Massive fundraising in the markets is also fueling the current surge, with 38 companies raising Rs 71,800 crore in this calendar year (through August), up from 16 IPOs (initial public offerings) which raised 31,128 crore. of Rs in 2020. like Zomato, which has performed very well during the pandemic due to the boom in online orders. Private Equity (PE) investors waiting for the right time to leave companies are also part of the mix: in the last 15 months, 75% of funds raised in the market came from divestments by PE investors, explains Kejriwal.
Yet another factor is the growing attention India is receiving as countries implement their âChina plus oneâ strategies. During this pandemic, companies have suffered the consequences of depending on a single source (in this case, China) for their raw materials and other inputs. India is a potential destination for these companies where labor is abundant and cheap, and recent government policy adjustments are likely to strengthen the case. Take, for example, the new production-linked incentives (PLIs) for manufacturers or the decision to remove retrospective taxation and easier deadlines for paying premiums that telecom operators owe the government. Low interest rates in the economy (good for companies looking to borrow, if not so good for risk-averse individual investors who want more from their bank deposits and small savings), the booming commodities cycle Firsts, the stimulus from the Center and the RBI, and the hope that the worst of the pandemic may be behind us are some of the other factors behind the current boom in the Indian stock market.

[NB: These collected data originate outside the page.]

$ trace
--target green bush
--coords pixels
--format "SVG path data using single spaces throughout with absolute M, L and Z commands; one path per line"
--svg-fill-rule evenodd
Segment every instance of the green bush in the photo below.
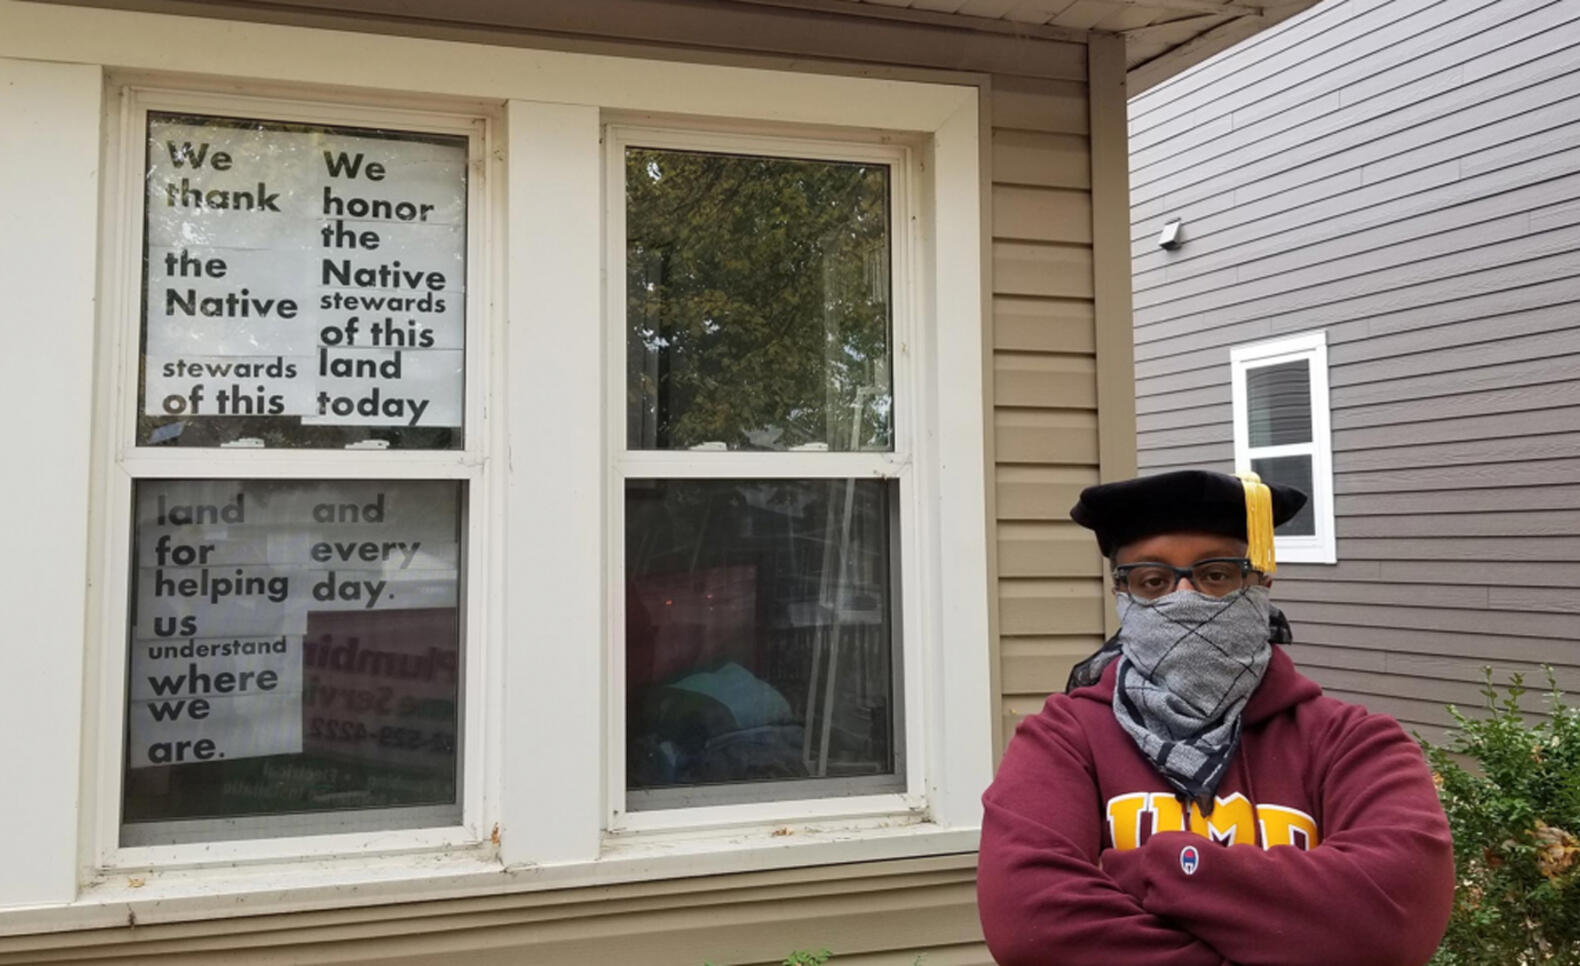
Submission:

However, some fear that global events like the Evergrande crisis – where one of China’s biggest real estate developers could collapse if the government refuses to bail it out – and a looming energy crisis as China cuts emissions ahead. the Beijing Winter Olympics next February, could lead to a “correction” (read: slowdown) in the market. But experts like Nilesh Shah, CEO of Kotak Mahindra Asset Management Company, see no return from the Evergrande crisis. âEvergrande is more of a Chinese problem than a global problem,â he says. On the contrary, the crisis may even be an opportunity for India, he says. “It could convince capital distributors that they need to invest in India as an alternative to China.” While he does not rule out a market correction, each correction is also a buying opportunity, he stresses. Others say even a 10 percent correction may not hurt markets much. However, investors keen to jump on the bandwagon should exercise caution: if they don’t have the expertise to pick the right stocks, they should either consider mutual funds aligned with their investment goals or find other experienced portfolio managers to invest on their behalf.